The show “Lada” revolves around the titular heroine (mezzo Klara Uleman), a curvaceous redhead who enjoys a sort of love/hate relationship with the exploitation her beauty and femininity bring. Lada’s boyfriend, Franco, played by baritone Charles Alvez da Cruz, is a faithful beau in the tradition of Colin Farrell, who, despite his attachments, is happy to use his good looks or even his tongue and wandering hands to get what he wants. The two are partners in crime to the end, but their involvement in wayward activities forces them to be perpetually on the lam from the Inspector, tenor Wil van der Meer. Buwalsky, a sad-looking old man who finds solace in immersing himself in the fictional world of Lada, is played by baritone Peter Michailov. Rounding out the cast is the appropriately named Everywoman (soprano Jasmin Besig), who, thanks to the powers of disguise imparted to her by acrylic wigs, alternately plays Buwalsky’s salt-and-pepper-haired boss Mrs. Johannssen; a blonde nurse whose come-hither short skirt makes her look more ready for trick-or-treating than tracheotomy; and a raven-haired, grumpy motel-keeper whose heart is softened by a clothes-for-cunnilingus arrangement with Buwalsky.

The set of “Buwalsky” is very effective. A humongous, centrally-located flat-screen television allows for the soap opera clips to be broadcast in precise detail. Two much smaller screens flank the central one and project reflected images — sometimes standing in for appropriate props such as a shelf of liquor at the bar, sometimes simply providing ambience, as the projection of a decollete, prostrate Lada that appears in scenes from Buwalsky’s everyday life. Generally, the props and set design work very well for the production, and the gag whereby characters run off the stage and appear onscreen in the filmed footage seconds later is quite amusing. The trick also bolsters one of the play’s salient themes — that is, the control of television over the hero and heroine of “Lada,” and whether or not they can “break the contract” together and stay together for “longer than the length of a commercial,” as they sing.

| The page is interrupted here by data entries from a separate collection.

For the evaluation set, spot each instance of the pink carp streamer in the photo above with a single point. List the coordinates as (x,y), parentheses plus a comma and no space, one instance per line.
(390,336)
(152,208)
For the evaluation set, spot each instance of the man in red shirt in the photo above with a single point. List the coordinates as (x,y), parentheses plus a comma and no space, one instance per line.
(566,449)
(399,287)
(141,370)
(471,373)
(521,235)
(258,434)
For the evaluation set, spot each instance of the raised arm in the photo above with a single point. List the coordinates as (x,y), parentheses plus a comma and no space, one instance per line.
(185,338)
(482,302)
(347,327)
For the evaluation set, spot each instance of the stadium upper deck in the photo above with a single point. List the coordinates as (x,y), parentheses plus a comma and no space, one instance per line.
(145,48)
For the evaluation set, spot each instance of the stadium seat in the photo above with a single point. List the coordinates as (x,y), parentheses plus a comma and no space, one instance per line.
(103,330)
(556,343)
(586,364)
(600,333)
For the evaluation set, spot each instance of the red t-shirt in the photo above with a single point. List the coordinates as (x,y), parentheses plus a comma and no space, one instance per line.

But while the organic elements of “Buwalsky” work well, it’s the very plot that falls flat. You feel incomplete and disillusioned, as if you’re watching the silent and static-y season finale of your favorite show on a channel not included in the cable package. This unpleasantness stems from the fact that the characters of “Lada,” in their great integrity to the unique genre of low-budget popular soap operas, are simply unsympathetic. For instance, it is funny to laugh at Lada and Franco’s relentless coquetry towards accessory characters, but as soon as the farce is moved off-screen and on-stage, the effect of Franco lustily pouncing on the nurse right on top of Lada’s hospital bed as our heroine is recovering from severe blood loss is jarring. Similarly, Lada’s singing to Buwalsky about how she appreciates his holding her “not like the others” while she pines away for Franco confuses viewers. By interweaving faithful recreations of modern media, this opera comes to embody all the transience and fickleness that it appears to rail against in its kitschy filmed spoof-clips. Having forfeited its ability to impart a lasting moral or sociological lesson on its audience, “Buwalsky” is reduced to a beautiful but insubstantial swirl of perfectly timed entrances and catchy theme songs.